We are not where any of us hoped to be following the fantastic strike on 30 November. The decision by many public sector unions to pull back from industrial action was disappointing. It’s best to be frank about that.
But now a smaller number of unions are trying to get fresh mandates from their members to take more concerted action than before.
There are fewer of us, so we need to do more, and at a faster pace than we did before. The meetings between the unions have been altogether more productive and serious than the previous ones at the TUC.
We have agreed we will put a menu of campaign actions to our members, including coordinated strikes, short-duration walkouts, demonstrations, lobbies, protests and targeted action.
The key will be regular meetings between the unions involved. As soon as we have a successful day—as we hope the 28 March will be—we will immediately meet to evaluate how it went and hopefully agree the next action.
Many activists are disappointed that we no longer have the fantastic unity we had on 30 November. That said, you have to be able to point out why we think we can win.
We hope to have action that involves more than one part of the public sector—a minimum of education and the civil service. This shows the government that the fight is broader than over one specific pension scheme.
If we don’t continue the fight, they will have got what they want and will move very swiftly to the next stage of their austerity package.
If we put up resistance now, it will give them the message that people will resist them all the way.
We’ll challenge them on job cuts, pay freezes and privatisation. That’s quite apart from hopefully winning concessions on pensions.
The alternative of not trying is one we would regret for years.
This government has no mandate. It has a number of fronts opening up.
A coordinated concerted opposition from the unions would give confidence to people far beyond the trade union movement.

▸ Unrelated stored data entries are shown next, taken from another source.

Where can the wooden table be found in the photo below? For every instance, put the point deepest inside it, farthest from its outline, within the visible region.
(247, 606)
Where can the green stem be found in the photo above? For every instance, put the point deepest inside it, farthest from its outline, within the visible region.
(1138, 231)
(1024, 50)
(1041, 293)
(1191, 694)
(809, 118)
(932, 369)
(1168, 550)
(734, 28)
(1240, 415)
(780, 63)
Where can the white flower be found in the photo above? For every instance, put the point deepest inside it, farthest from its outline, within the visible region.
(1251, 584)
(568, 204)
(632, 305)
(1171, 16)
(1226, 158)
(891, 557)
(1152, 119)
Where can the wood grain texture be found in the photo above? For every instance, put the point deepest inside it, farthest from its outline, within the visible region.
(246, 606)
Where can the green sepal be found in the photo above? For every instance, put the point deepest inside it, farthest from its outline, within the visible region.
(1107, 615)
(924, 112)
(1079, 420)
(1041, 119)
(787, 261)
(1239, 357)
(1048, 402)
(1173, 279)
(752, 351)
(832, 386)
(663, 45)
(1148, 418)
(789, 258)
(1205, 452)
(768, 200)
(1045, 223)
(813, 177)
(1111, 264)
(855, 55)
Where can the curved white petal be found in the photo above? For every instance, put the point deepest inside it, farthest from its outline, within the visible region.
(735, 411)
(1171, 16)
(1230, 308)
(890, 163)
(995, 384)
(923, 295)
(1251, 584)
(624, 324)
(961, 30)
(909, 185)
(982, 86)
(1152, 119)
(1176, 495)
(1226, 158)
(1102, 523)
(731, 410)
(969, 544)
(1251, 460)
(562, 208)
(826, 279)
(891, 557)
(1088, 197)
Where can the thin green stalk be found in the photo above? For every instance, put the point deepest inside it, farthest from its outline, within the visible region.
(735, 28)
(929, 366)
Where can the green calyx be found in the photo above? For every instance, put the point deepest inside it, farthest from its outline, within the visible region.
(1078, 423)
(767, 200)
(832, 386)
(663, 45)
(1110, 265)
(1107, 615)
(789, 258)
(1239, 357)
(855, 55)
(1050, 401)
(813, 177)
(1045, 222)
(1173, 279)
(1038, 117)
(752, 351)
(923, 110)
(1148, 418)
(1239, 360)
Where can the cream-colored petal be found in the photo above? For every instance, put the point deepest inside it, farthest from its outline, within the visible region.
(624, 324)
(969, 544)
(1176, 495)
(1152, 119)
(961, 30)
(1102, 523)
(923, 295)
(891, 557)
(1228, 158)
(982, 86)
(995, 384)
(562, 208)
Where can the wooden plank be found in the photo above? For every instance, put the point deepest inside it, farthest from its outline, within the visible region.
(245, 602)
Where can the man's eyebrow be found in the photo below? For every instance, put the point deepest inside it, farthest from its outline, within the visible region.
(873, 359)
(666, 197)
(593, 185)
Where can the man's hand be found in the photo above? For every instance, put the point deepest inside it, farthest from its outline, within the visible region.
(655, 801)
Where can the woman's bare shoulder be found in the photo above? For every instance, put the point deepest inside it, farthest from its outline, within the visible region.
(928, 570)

The unions are speaking to a much wider audience than their own members and on a wider issue than just pensions.
People are really open to the notion that the real political opposition to the government at the moment is the unions.
The Labour Party can no longer credibly oppose the plans after signing up to the mainstream of what the government is actually doing.
A strong industrial campaign now could politically resonate with people in the period ahead. From that a number of things become possible.
For example, we will ballot our members over the summer on the possibility of standing candidates in elections.
That idea came directly from the analysis of the situation now. There are too many issues where no one really provides an alternative.
We see the potential to interweave industrial and political campaigning.
The consultation we’re holding now gives us an opportunity. Every union should aim for better votes than we got last year. Then we’d be starting from a position of strength.
If the PCS gets a bigger turnout with a bigger yes vote than we got in May it would show that people are not beaten down. We can turn around to Cabinet Office minister Francis Maude and say we are as determined as ever.
To do that we need one-to-one conversations, leafleting outside offices, workplace meetings, town meetings, and getting together with people from other unions.
If we do that, 28 March could really be the beginning of something more significant than what we had last year.
There are a lot of people, and not just in the government but elsewhere, who actually think we will lose.
So to deliver a massive yes vote puts the government on the back foot and allows us to go in the campaign with confidence.”